In her book, Angela Saini interviews a handful scientists who are horrified at the way their research has been used to prop up the narratives of the racist alt-right; that their innocent pursuit of knowledge about genetics has been used not for good but for ill. But perhaps innocent isn’t the right word. Perhaps 'unsuited to how the modern world operates'...
We (at Fast Familiar) make a lot of art work that uses data. When the Cambridge Analytica scandal broke, we -and I think a lot of other people- starting asking ourselves on each project: how could what we’re making be used for evil? (And sure, evil is a subjective thing so for us I’ll define it as - to get data about people that they didn’t know they were giving away, to mislead them, to curtail their rights and privacy, to increase inequality, to target groups that neo-liberal white supremacist, homophobic, misogynistic, able-ist society considers undesirable). We’re preparing to release one project to a wider audience than we’ve ever had before so I guess we’ve asked this question with even more rigour - resulting in two weeks’ work for Joe making sure that the platform that the artwork runs on can’t be used for abuse or grooming.

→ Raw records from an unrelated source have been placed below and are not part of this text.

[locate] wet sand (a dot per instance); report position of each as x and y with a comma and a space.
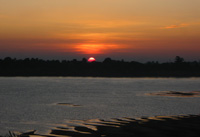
158, 126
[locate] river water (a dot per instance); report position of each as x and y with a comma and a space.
28, 103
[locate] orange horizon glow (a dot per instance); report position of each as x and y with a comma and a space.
122, 29
95, 48
91, 59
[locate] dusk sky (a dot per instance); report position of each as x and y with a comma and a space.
140, 30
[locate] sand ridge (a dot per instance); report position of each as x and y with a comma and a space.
158, 126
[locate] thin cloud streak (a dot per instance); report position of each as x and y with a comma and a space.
176, 26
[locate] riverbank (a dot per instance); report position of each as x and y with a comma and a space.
158, 126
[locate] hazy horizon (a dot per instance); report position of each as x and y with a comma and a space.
144, 30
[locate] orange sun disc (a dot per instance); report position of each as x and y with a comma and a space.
91, 59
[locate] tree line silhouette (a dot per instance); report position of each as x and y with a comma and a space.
107, 68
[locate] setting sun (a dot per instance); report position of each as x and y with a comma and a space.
91, 59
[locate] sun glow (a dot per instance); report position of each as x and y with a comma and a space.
95, 48
91, 59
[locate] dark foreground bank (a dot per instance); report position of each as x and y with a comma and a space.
158, 126
107, 68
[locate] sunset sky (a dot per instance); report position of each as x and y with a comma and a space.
139, 30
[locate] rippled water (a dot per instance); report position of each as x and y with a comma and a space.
31, 102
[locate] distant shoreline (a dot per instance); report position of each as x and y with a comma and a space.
108, 68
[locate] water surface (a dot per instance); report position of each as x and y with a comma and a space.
31, 102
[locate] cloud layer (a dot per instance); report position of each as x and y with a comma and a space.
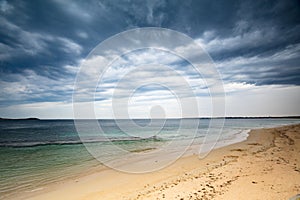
42, 43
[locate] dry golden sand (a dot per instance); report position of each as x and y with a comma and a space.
265, 166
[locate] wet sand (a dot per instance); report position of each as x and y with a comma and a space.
265, 166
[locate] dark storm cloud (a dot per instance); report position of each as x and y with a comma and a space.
46, 38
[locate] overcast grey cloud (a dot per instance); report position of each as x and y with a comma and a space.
42, 43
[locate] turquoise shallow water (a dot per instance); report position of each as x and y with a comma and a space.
36, 153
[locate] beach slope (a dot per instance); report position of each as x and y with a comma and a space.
265, 166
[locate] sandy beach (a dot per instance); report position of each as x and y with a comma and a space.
265, 166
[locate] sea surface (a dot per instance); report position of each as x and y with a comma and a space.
36, 153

Perhaps with everything everyone is doing in every field, we need to be risk-assessing whether what we’re doing could be used for evil, and if so…. *whispers* don’t do it? I don’t know what that looks like - and in a big self-contradictory loop, what I’ve just written could probably be used to justify censorship, which is not something I believe in.
What I do know though - thanks to Angela Saini, Robin DiAngelo and various other folk- is that part of the process we’re trying to undertake to figure out what a decolonising artistic practice will include asking ourselves the following questions:
- could what we’ve made be used -even in a crap, ignore 95% of what we’ve made way- to justify racism?
- how does what we’ve made allow people to acquiesce in the prejudices that we all hold (yeah all of us, we have grown up in a society infused by the belief that some people, the white ones, are default/ normal and others are inferior or deviant)?
- what assumptions have we made about our audiences and their experiences?
- what (scientific) truths are we accepting that we should be interrogating?
- what terminology are we using that originates from practices that systematically and violently categorised BIPOC in a way that justified the shameful way that white people treated them? If science isn’t a neutral, then are words like ‘research’, ‘exploration’ and ‘data’ colonially-loaded?
It’s a work in…. not ‘progress’. Because that sure as hell is an Enlightenment hand-me-down. A work-in-tbc.